European leaders have voiced concern over growing anti-Semitism across Europe following a series of attacks on Jewish people and property.
Rallies were held in cities across France Tuesday to show solidarity with Jewish communities and demand an end to growing anti-Semitic rhetoric among some politicians and extremist groups. Among those attending was rabbi and author Delphine Horvilleur.
"At this moment, at the Place de la Republique, these generations are holding hands to say together 'No to anti-Semitism', 'no to hate'," Horvilleur said.
French President Emmanuel Macron visited a Jewish graveyard in eastern France that had been vandalized earlier Tuesday, the latest in a series of such attacks that are driving deep concern across the continent.
"A group of hateful individuals committed what others, sadly, have committed in the past for too many years," Macron said.
The solidarity demonstrations were called in response to an incident Saturday in Paris, when Jewish writer Alain Finkielkraut was targeted outside his home by so-called yellow vest protesters shouting "dirty Jew and bloody Zionist."
The rise in attacks and anti-Semitic rhetoric has prompted some Jews to question their future living in Europe.
It was the subject of a debate at the Munich Security Conference in Germany Sunday, under the provocative title, Should Jews stay or leave Europe? Professor Michel Friedman, former president of the European Jewish Congress, said he was finding it difficult to answer that question.
"I believe that we are not on the peak of anti-Semitic movements in the world. We are perhaps even just starting," he said.
Friedman traces a mainstream political acceptance of such views to Austria in the year 2000, when the center-right People's Party agreed to enter a coalition government with the extreme-right leader Joerg Haider's Freedom Party.
"We thought at the time that this would be a moment of misunderstanding, one and never again. Today it is common. The AfD in Germany is elected. They want to re-write history, they are clearly anti-Semitic and they are racist. But we have this in France with Le Pen, we have governments in Hungary, we have governments in Poland, we have governments in Italy. It's not only an eastern European problem," Friedman said.
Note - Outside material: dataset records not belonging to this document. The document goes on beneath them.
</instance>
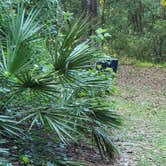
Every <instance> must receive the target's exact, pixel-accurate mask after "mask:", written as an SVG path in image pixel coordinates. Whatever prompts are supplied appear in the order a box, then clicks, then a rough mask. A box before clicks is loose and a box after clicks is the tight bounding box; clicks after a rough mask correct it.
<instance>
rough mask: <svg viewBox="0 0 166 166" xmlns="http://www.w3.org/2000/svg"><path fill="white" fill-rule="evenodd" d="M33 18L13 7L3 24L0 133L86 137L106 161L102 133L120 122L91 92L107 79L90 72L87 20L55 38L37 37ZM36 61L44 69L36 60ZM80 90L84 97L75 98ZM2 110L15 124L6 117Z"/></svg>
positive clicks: (94, 49) (0, 66) (93, 54)
mask: <svg viewBox="0 0 166 166" xmlns="http://www.w3.org/2000/svg"><path fill="white" fill-rule="evenodd" d="M37 14H38V12H37V11H35V10H32V11H31V12H30V13H29V14H28V15H27V13H26V11H25V10H23V9H22V8H18V11H17V13H15V14H14V15H13V16H12V18H9V21H8V24H9V26H8V29H7V30H6V34H5V38H4V39H3V41H2V52H1V54H0V60H1V65H0V77H1V78H2V81H1V82H0V86H1V87H2V88H7V89H9V93H8V94H7V95H8V97H7V98H6V102H5V103H4V105H5V106H4V105H3V108H4V110H3V112H2V113H1V114H2V115H0V134H2V132H3V131H5V134H8V133H10V134H15V133H16V132H17V131H19V132H20V129H18V128H17V127H16V126H19V127H20V128H22V130H23V131H24V135H26V134H27V135H29V134H30V135H31V137H32V138H33V137H35V136H34V134H33V133H34V132H31V131H32V130H33V131H35V130H36V132H37V130H41V131H42V132H43V133H44V134H43V133H41V135H42V136H44V137H46V138H48V137H49V135H51V136H52V137H53V138H54V141H55V142H56V143H57V142H59V141H60V142H63V143H69V142H70V141H71V140H72V141H76V142H77V140H78V138H79V137H82V136H84V138H89V135H91V139H92V140H94V141H95V142H96V143H95V145H97V147H98V149H99V151H100V153H101V155H102V156H105V157H106V156H107V157H110V158H112V157H113V155H114V154H115V153H116V150H115V149H116V148H115V146H114V145H113V143H112V141H111V139H110V137H109V136H108V135H107V130H108V129H113V128H116V127H118V126H119V125H120V124H121V119H120V117H119V116H118V115H117V114H116V113H115V112H114V111H112V110H110V105H109V104H106V103H105V102H103V99H102V98H100V97H98V96H95V95H94V94H95V93H93V91H96V90H97V88H102V87H104V86H106V85H107V86H108V85H109V86H111V83H112V79H111V78H108V77H105V76H104V74H101V73H98V72H97V71H95V70H94V69H93V68H94V65H92V64H94V62H95V60H96V59H97V58H98V56H99V54H100V51H97V49H96V48H95V46H93V45H92V44H91V43H90V42H89V41H88V40H86V41H84V37H85V35H86V33H87V31H88V26H89V24H88V23H87V22H88V19H86V18H85V19H82V18H80V19H79V20H78V21H76V22H75V23H73V26H72V27H71V28H70V29H67V30H64V31H62V32H61V34H63V35H58V36H57V38H54V37H51V38H50V37H49V38H48V39H45V38H44V39H43V38H42V37H40V30H41V28H42V26H41V25H39V24H38V23H36V20H37ZM43 28H44V27H43ZM42 42H47V43H46V44H45V45H46V47H45V48H44V52H43V53H41V54H39V53H38V52H39V50H38V48H39V45H41V43H42ZM41 56H42V57H41ZM41 58H42V59H43V61H44V67H46V69H47V70H45V71H43V70H42V68H43V64H42V65H41V64H40V61H39V60H38V59H41ZM34 66H38V67H34ZM82 90H83V91H84V92H86V93H87V95H84V96H82V97H81V95H80V94H81V93H82ZM76 94H77V95H76ZM78 96H79V97H78ZM7 108H10V110H12V111H11V112H12V113H11V114H10V115H12V116H13V115H14V116H13V117H15V118H16V119H17V123H16V122H15V120H11V119H10V118H9V117H8V116H7V115H6V113H5V112H6V110H5V109H7ZM19 139H20V138H19ZM48 142H49V140H48ZM54 162H55V161H54Z"/></svg>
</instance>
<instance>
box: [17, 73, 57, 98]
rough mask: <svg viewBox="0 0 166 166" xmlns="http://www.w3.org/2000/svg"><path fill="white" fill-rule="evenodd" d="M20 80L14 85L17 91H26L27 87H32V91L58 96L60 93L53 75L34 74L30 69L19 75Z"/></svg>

Those parties deny they are anti-Semitic.
It is to eastern Europe that Israeli Prime Minister Benjamin Netanyahu has looked to for international support. Critics say he has willingly overlooked growing anti-Semitism in the region, such as the vilification of U.S.-based Jewish financier George Soros.
"The fact that Israel is running a friendly relationship between itself and countries in eastern Europe should not undermine the clear message coming from Israel saying we do not accept that. Even if these countries are friendly towards Israel," prominent Israeli author and journalist Ronen Bergman told the panel in Munich.
Also at the debate was U.S. Democratic Party Congressman Tom Malinowski, who said anti-Semitism is a growing problem in the United States.
"Something is giving people with that mindset the feeling that they now have the permission to express their views."
They are views being expressed through violence, vandalism and abuse that are forcing Jews to question their very future in Europe.